Stahl—a veteran reporter who has worked at CBS for 50 years—understands Trump’s motivations and the underlying dynamic between himself and whoever is interviewing him as well as anyone else in the news business. She knows Trump depends on the news media to play its dismal role in the perpetual contest between spin and facts. A couple of years ago, Stahl recounted her meeting with Trump at Trump Tower in New York after he won the Republican presidential nomination. She recalled asking him why he antagonizes reporters with such gusto on the campaign trail. “I do it to discredit you all and demean you all,” Trump said, “so that when you write negative stories about me, no one will believe you.”
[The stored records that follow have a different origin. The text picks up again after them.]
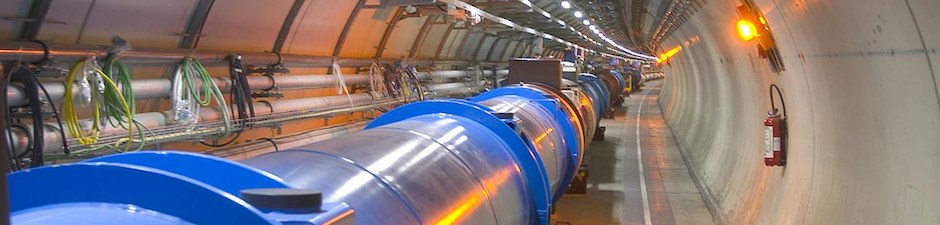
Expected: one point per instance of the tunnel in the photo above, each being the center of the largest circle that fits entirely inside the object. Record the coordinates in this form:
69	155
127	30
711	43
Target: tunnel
315	112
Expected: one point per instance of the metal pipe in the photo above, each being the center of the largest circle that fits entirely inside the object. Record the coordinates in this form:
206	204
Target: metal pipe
31	51
160	88
448	74
255	148
208	114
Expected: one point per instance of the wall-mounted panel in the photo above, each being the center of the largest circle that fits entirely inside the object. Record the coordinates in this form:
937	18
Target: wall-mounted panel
510	49
403	37
318	27
484	48
72	13
497	50
366	32
143	23
453	43
246	25
469	46
10	30
434	39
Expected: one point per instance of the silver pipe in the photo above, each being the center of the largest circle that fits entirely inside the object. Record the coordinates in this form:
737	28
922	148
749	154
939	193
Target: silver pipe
255	148
448	74
31	52
53	137
160	88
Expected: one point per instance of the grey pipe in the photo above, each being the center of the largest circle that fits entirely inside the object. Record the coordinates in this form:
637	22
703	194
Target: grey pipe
53	137
31	51
255	148
159	88
447	74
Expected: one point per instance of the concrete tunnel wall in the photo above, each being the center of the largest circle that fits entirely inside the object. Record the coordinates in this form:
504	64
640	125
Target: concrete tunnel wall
861	90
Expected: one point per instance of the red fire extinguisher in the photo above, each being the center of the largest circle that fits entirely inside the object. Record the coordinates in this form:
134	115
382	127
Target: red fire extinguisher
775	132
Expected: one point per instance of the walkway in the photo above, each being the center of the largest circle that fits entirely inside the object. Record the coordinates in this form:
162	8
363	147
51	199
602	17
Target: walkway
618	187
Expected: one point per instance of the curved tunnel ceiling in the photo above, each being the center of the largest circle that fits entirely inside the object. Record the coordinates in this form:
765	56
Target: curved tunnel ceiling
365	28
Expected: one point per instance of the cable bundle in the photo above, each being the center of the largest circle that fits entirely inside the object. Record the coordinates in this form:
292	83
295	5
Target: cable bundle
377	80
32	86
193	88
98	90
341	82
241	97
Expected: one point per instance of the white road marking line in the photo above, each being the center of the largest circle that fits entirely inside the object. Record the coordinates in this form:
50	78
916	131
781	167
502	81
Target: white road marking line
639	158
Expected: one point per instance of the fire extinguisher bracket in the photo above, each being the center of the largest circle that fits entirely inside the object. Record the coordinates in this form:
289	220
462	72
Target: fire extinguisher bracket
775	131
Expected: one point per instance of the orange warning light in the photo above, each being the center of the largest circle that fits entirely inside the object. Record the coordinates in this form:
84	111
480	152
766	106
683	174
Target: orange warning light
746	30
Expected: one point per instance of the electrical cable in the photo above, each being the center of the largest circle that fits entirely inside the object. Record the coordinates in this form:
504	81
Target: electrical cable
241	98
341	82
115	69
188	97
32	87
105	93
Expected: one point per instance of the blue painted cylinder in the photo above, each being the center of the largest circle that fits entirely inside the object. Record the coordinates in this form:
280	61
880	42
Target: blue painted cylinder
503	157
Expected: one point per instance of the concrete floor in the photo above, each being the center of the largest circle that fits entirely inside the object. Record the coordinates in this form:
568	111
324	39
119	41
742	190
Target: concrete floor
616	194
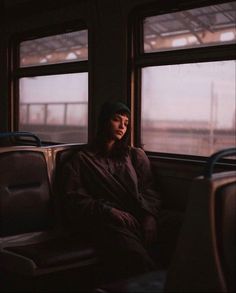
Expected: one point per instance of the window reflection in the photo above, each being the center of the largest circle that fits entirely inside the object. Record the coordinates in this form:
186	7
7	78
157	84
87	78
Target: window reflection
55	107
206	26
189	108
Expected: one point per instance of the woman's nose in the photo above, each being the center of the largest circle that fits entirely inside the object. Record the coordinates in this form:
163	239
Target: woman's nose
122	125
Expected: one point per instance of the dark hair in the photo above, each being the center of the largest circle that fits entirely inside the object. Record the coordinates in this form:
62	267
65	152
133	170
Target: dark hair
121	147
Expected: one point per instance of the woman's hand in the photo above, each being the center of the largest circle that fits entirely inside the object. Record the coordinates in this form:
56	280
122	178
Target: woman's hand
126	219
150	229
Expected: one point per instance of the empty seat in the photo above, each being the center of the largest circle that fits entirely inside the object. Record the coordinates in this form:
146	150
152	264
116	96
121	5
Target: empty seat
30	243
205	257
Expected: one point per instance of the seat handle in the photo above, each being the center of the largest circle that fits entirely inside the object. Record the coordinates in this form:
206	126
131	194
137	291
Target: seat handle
22	133
214	158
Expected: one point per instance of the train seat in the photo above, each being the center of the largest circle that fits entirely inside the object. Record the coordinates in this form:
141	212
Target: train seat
30	242
205	258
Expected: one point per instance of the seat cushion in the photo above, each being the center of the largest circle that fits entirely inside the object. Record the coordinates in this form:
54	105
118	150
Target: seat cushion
54	252
53	255
149	282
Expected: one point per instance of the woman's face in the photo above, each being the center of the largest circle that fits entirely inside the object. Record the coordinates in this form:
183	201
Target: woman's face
118	126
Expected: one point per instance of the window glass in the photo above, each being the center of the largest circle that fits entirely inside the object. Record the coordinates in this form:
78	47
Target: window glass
189	108
212	25
61	48
55	107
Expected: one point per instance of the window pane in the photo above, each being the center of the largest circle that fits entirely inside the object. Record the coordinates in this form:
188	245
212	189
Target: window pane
189	108
205	26
55	49
55	107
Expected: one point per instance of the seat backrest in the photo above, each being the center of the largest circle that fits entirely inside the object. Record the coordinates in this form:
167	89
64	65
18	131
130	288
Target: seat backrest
62	155
25	199
205	256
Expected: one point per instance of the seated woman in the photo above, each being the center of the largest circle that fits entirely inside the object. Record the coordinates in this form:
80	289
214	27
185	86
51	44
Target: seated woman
109	194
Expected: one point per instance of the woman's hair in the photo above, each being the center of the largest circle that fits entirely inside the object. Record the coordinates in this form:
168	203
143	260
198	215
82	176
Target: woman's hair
121	147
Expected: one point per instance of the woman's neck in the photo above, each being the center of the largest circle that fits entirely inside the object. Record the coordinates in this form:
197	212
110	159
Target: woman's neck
110	144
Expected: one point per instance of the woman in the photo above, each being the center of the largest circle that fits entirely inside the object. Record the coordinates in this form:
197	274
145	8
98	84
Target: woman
109	187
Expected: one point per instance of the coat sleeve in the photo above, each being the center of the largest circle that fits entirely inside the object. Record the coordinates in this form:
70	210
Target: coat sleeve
150	198
78	203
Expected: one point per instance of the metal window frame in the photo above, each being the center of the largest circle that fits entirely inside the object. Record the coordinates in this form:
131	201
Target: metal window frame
180	56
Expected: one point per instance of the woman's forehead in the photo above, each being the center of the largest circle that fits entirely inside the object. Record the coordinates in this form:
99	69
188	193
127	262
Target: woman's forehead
122	116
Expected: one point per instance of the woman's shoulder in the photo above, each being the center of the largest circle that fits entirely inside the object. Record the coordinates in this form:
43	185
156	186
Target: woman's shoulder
137	154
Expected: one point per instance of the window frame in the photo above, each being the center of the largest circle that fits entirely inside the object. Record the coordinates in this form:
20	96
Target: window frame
181	56
18	72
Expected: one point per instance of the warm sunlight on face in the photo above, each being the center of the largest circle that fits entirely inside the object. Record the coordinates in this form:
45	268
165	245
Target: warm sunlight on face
119	124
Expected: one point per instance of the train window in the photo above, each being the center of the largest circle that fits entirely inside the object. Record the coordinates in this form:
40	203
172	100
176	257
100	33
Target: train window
52	76
62	48
186	80
205	26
Currently, Trump’s approval rating sits at 42.6 percent. It’s never exceeded 45.5 percent during his presidency. It’s no surprise to see him struggling to win reelection. Four years ago, Trump overcame Clinton, one of the most divisive figures ever to run for president on a major party ticket, just short of Trump himself. But now Biden beats Trump by wider margins in crucial polls. He’s turned Iowa and Arizona into swing states, and has put Georgia and Texas in play for the Democrats. Despite his shakiness on the campaign trail, Biden has achieved a profound stability in his dominance over Trump in the polls, where he’s led the president for the past two years. He’s sent Trump scrambling for tangential opponents to spar with—Hunter Biden, Clinton, Anthony Fauci, Stahl—since Biden, Trump’s true opponent, could potentially bury him in a landslide in next week’s election.

In search of a more divisive opponent in the final two weeks before the 2020 presidential election, Trump thought releasing his 60 Minutes interview footage was a good idea. It’s hard to imagine the average viewer sharing in the self-pity that Trump voices throughout his interview with Stahl. But it’s not so hard to imagine the average voter succumbing, every now and again, to Trump’s media critique that, frankly, it’s hard to imagine Stahl manhandling Joe Biden. The news media has struggled to make sense of the many scandals and conspiracies that have come to define Trump’s political career. “I’m not going to fact check you,” Stahl told Trump in the opening minutes of the interview. Here she’s cutting to the chase in an interview with a rambunctious subject, but she’s also ceding a reporter’s core duty (“to fact check you”) as if the duty were extracurricular. This is how he wins.

It’s hard to trust Donald Trump. It’s easier for him to inflame one’s skepticism about the news outlets that discredit and demean him. As he does this, he also benefits by casting aspersions on a reporter’s core duties. Trump is eager to remind his audience that the news media, so loosely defined in national surveys, isn’t much more popular than himself. In recent surveys, Gallup finds a historical low point in public confidence in the news media. Among respondents, “trust ranged between 68 percent and 72 percent in the 1970s, and though it had declined by the late 1990s, it remained at the majority level until 2004, when it dipped to 44 percent. After hitting 50 percent in 2005, it has not risen above 47 percent.” Since Trump’s election, Republicans have grown more distrustful than ever before; 89 percent of Republicans surveyed by Gallup now express little to no trust in the news media.

Four years ago, Clinton and Trump both struggled with distrustful voters, but Trump repurposed this broad distrust to his peculiar advantage. “What the hell do you have to lose?” Trump asked in his stump speech four years ago. It’s this self-preserving cynicism that encourages so many observers to mistake Trump, a global mogul, for a populist: He roots for corrosion in political institutions, if only because such corrosion gives him a shot at being the second-least-popular figure in the voter’s imagination. He can’t win an argument with a reporter. But he can win an election.